Black bookstore owners are well aware of the limitations of anti-racist reading, but remain cautiously hopeful that new customers will take the time to learn and absorb information from the titles currently selling out from their stores.

"There is no book that's going to solve racism, right? There's no book that going to undo racism," said Cook, who runs Harriett's, adding that while some customers will just see anti-racist reading as a trend, she wants to cater to those who "are absolutely committed to seeing change happen" in the long run.

"You have to do the work, and that requires you to really get in and study," Cook continued. "Yes, I can give you suggestions all day, but it really is up to a person to commit to this."

Hannah Oliver Depp said that books like Audre Lorde's "Sister Outsider" or Adrienne Maree Brown's "Pleasure Activism" may have piqued the interest of a wider base of customers recently because publishers have picked up on the fact that there is interest outside of the Black community.
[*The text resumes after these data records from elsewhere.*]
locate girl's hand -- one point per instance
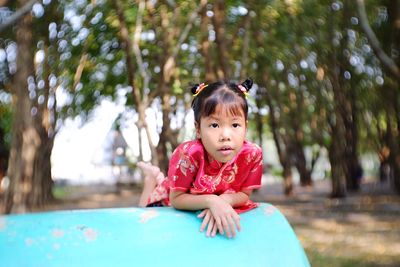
(225, 217)
(208, 222)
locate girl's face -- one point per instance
(222, 134)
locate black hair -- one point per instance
(231, 95)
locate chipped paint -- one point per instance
(3, 224)
(148, 215)
(29, 242)
(269, 210)
(57, 233)
(90, 234)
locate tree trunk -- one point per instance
(287, 179)
(337, 153)
(223, 69)
(205, 47)
(338, 171)
(25, 139)
(301, 165)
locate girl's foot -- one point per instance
(148, 169)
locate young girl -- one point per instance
(217, 172)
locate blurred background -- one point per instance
(89, 88)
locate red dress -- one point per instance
(193, 170)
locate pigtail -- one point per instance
(245, 86)
(194, 88)
(248, 83)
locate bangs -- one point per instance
(228, 102)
"They are being marketed, broadly, as things that everyone should read and not … like, 'Oh, this is a Black book for Black people,'" Depp said, who noted that the publishing industry has a long history of paying writers of color less, and perpetuating the idea that their works must necessarily focus on pain or trauma.

Writer Tre Johnson recently wrote a piece criticizing the tendency of white Americans to respond to tragic events within the Black community by reading, and then discussing Black pain in an abstract way. "Book clubs," he wrote, "are comfortable gatherings of friends who are unlikely to nudge one another to the places of discomfort that these books, at their best, demand."

The sudden urge among non-Black readers to share anti-racist reading could be seen as what activists call "performative allyship" — a symbolic gesture to soothe a guilty conscience rather than effect real change.

Some bookstore owners who have struggled to keep up with the sudden demand for certain titles have also felt a negative backlash. Frugal Bookstore, a Black-owned business in Boston, recently posted that it had received 20,000 orders since May 30, 75 percent of which were for the same 10 books that had run out across the country and needed to be reprinted. The management said the massive influx made it impossible to process all of the orders on time, and that they had drawn "disheartening emails" from disgruntled customers in the process.

The urgency to get a hold of these books "is amazing, but the urgency also belies a still faulty understanding that this is something that can be fixed very quickly," said Loyalty Bookstores' Hannah Depp. "It's highly dependent on individual action. I'm very hopeful — but think people need to recognize this is a long-term issue."

Janifer Wilson, who has seen her fair share of marches and protests, is heartened to see so many young people engaged in recent calls for racial equity, and hopeful that the interest is more sustained this time around.

"We're still enslaved," said Wilson. "We still have the rules, the disciplines and doctrines that are set before us that still don't allow us to be free." But she still hopes change is possible, "and it won't be about profit."